Certaines cellules tumorales ont une expression naturelle de la SOD Mn plus élevée que les cellules normales de la même origine tissulaire, et qui est associée avec leur degré de malignité (cf paragraphe III.4.A). Cette expression constitutive forte a pour conséquence une accumulation d’H2O2, une EAO qui agit également comme second messager dans les cellules tumorales, en activant directement les protéines kinases activées par les mitogènes, comme ERK 1 et 2, ainsi que des facteurs de transcription comme AP-1 et NF-κB [Nelson et Melendez 2004]. Cependant, l’activation par H2O2 n’est pas aussi efficace sur la prolifération que celle activée par l’O2°-, ce qui expliquerait que les cellules tumorales surexprimant la SOD Mn prolifèrent moins rapidement que celles ayant une expression constitutive faible de l’enzyme antioxydante. Cette observation a été rapportée dans les cellules de mésothéliomes [Kahlos et al. 1999] et dans les cellules tumorales ovariennes in vitro et in vivo [Hu et al. 2005]. Dans cette dernière étude, les auteurs démontrent qu’une lignée de cellules tumorales de l’ovaire, ayant une expression constitutive élevée de la SOD Mn, inhibée par ARN interférence, acquiert une croissance accélérée à la fois in vitro et in vivo chez la souris.

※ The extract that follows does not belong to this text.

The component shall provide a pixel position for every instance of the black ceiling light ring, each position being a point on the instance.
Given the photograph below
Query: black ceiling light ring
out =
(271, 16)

Enfin, il semble également que les macrophages infiltrant les tumeurs, qui comme nous l’avons vu dans le paragraphe III.4.B, induisent l’expression de la SOD Mn, sont donc susceptibles de contribuer à la croissance tumorale [Pani et al. 2004 ; Kinnula et Crapo 2004]. Ces données récentes suggèrent que la SOD Mn ne serait pas un suppresseur de tumeur dans toutes les cellules.

Figure 20 : Mécanismes possibles conduisant à une expression basale élevée de la SOD Mn dans certaines cellules cancéreuses.

Cette différence observée suggère l’existence de voies de transduction et de régulation distinctes selon la nature des lignées de cellules tumorales. Lorsque la SOD Mn est surexprimée par transfection dans les cellules tumorales, la croissance cellulaire est inhibée du fait d’une production excessive d’H2O2, qui affecte le fonctionnement des mitochondries [Kim et al. 2001]. L’expression basale faible du gène de la SOD Mn dans les cellules tumorales suggère donc que l’O2°- participerait aux signaux favorisant leur prolifération (Figure 19). Les mécanismes mis en évidence dans les cellules tumorales présentant une expression basale élevée de la SOD Mn sont, soit un contrôle mutuel entre le taux de cette enzyme et celui de la protéine pro-apoptotique p53, soit la stimulation du gène de l’enzyme par des cytokines inflammatoires sécrétées par les phagocytes infiltrant les tumeurs [Pani et al. 2004] (Figure 20).